Once a place through which to pass on the way to an island, the Thai capital has plenty to offer the keen shopper, with many Chinese tourists flocking there for the large, glossy malls, street markets and Chatuchak. Chatuchak weekend market, also known as JJ, used to be popular among wholesalers; now, it is one of the biggest tourist attractions in the Big Mango. With 27 sections, most first-time visitors need a map to negotiate the stalls, the stores and the pets. If you want to buy an outfit, order a dining table and buy a fluffy dog, this is the place to do it! If you get tired and hungry, there are plenty of restaurants, bars and vendors selling coconut ice cream. In the animal section are all kinds of exotic reptiles and there might even be some cock fighting. Get there by taking the SkyTrain to the northernmost station of Mo Chit on a Saturday or Sunday and follow the crowds. Siam Paragon, centrally located and currently third largest mall in the country, has a huge range of luxury goods and a great food hall with a range of cuisines and great cafes. CentralWorld, the largest mall, is not far away and offers a colossal variety of shopping, eating and entertainment experiences. Just north of CentralWorld is Pratunam market, a never-ending warren of stalls and shops that constitutes the largest market for fashion, accessories and shoes in Thailand.
This densely-populated island is home to just about every important designer clothing label in the world, along with electronic items, jewellery and luggage. Bargaining is a way of life here and while you may not get a lot of opportunities for this in department stores, it is open season in markets and at street stalls and the canny tourist will do some price comparisons before committing to a purchase. In the shopping area of Tsim Sha Tsui, goods often do not have prices displayed; therefore, vendors can hike them up for tourists. Some of the best malls for designer goods include Harbour City in Tsim Sha Tsui, with its 700 shops; Central's Landmark mall; and Pacific Place in Wan Chai (north-east Hong Kong), which offers around 200 outlets. Some of the best markets include Cat Street for antiques, Ap Liu for used electronics, and Ladies market for designer fashion bargains. For the most vibrant night market in the territory, go to Temple Street.
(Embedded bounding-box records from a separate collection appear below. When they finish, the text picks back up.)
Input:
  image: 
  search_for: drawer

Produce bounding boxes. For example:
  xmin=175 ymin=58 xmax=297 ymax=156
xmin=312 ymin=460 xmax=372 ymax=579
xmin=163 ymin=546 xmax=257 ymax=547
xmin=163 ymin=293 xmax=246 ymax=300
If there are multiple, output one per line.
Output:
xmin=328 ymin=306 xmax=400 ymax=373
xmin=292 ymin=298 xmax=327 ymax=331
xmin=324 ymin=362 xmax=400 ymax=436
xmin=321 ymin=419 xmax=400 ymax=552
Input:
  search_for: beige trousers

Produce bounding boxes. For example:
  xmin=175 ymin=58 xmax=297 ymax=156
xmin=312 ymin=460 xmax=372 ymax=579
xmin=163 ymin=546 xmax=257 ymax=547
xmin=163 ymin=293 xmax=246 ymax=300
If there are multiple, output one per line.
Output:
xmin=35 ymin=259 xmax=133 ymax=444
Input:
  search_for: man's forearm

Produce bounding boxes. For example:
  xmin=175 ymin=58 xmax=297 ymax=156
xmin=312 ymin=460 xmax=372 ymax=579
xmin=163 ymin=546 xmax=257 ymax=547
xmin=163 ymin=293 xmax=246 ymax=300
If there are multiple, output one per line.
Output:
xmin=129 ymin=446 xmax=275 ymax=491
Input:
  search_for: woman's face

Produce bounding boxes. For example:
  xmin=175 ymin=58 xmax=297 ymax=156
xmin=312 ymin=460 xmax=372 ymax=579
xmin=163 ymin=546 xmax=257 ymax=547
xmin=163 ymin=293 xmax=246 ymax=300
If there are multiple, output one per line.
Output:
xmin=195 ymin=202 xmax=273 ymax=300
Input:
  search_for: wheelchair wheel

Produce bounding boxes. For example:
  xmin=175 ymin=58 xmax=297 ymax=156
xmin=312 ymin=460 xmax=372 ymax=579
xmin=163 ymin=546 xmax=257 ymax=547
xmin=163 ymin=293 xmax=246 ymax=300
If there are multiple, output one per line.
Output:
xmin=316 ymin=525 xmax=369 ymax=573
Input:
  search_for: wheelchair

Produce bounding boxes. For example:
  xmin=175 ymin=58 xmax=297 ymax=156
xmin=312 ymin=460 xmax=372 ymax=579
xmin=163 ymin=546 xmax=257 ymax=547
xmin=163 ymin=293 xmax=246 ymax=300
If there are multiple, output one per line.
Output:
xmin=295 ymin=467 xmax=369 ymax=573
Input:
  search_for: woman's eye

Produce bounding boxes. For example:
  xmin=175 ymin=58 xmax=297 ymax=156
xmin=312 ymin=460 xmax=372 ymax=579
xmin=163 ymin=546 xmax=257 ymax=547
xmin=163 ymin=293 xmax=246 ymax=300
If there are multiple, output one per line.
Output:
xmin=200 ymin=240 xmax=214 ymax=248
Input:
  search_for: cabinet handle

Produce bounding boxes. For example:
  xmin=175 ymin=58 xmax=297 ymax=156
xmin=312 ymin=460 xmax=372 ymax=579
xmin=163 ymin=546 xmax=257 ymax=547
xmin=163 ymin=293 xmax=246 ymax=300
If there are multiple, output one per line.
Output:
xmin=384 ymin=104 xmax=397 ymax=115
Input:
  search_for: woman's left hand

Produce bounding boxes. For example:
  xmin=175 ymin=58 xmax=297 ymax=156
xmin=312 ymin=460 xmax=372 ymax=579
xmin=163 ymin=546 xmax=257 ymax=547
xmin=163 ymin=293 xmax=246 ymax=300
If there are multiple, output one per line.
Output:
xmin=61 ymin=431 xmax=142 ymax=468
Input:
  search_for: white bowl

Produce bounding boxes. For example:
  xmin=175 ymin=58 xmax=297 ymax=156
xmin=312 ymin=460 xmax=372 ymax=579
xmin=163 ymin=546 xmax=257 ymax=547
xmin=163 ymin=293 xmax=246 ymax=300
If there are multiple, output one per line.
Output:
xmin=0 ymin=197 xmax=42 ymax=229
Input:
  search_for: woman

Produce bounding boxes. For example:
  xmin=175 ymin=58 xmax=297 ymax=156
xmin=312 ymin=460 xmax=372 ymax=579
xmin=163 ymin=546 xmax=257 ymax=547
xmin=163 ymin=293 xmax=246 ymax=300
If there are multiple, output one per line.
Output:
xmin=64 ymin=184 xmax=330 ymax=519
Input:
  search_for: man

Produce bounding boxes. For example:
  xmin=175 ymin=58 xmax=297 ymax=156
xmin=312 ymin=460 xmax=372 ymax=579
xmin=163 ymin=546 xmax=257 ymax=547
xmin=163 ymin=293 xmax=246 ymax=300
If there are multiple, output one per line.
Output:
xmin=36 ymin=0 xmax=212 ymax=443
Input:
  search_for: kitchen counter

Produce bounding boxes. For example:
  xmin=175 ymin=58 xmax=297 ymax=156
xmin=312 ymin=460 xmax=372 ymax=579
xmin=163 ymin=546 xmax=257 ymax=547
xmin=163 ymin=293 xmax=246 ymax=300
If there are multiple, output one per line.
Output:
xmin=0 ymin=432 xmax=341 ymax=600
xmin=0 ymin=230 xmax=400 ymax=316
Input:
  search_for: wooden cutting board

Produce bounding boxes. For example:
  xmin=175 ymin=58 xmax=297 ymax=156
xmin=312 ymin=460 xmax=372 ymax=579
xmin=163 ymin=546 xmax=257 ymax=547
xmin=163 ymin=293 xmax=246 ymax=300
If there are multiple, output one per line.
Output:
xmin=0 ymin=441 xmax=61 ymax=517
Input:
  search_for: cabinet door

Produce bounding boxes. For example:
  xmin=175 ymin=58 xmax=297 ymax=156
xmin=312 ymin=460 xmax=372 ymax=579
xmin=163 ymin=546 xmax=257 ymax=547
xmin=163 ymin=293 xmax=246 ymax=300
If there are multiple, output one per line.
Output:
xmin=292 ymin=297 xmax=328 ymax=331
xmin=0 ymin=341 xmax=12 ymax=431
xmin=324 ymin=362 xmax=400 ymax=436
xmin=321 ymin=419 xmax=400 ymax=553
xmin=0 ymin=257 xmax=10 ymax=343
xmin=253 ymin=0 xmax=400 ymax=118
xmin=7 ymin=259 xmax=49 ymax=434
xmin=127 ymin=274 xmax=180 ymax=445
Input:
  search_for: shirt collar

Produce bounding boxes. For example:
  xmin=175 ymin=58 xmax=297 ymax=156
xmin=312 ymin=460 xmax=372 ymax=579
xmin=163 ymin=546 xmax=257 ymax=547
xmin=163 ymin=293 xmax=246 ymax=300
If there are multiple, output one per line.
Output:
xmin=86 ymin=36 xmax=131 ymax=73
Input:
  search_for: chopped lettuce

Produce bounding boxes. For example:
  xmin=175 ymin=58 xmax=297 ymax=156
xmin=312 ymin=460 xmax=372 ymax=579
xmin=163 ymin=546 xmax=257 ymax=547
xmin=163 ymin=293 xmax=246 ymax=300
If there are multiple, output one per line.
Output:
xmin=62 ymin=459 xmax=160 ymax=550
The Chinese capital offers an exciting mix of clothing, food and accessories at a range of malls and markets; additionally, there is the 798 Art Zone, also known as the Dashanzi Art District, where a complex of decommissioned military buildings is home to a lively arts community that is worth visiting in its own right but is also a great place to acquire some art. Beijing now has a network of tax-free stores for foreign visitors - try Wangfujing Street or Xidan Commercial Street - and these might be worthwhile as a first stop for tourists. Central shopping malls include Parkson, Shin Kong Palace and the Beijing Friendship Store. For wholesale markets with plenty of noise and opportunities to bargain, try the Musiyuan or Beijing Zoo districts, which offer markets such as Dongding, Tianhai City and Tianle for deals on clothing and shoes. There are also plenty of electronics - head to the Zhongguancun market in Haidian District.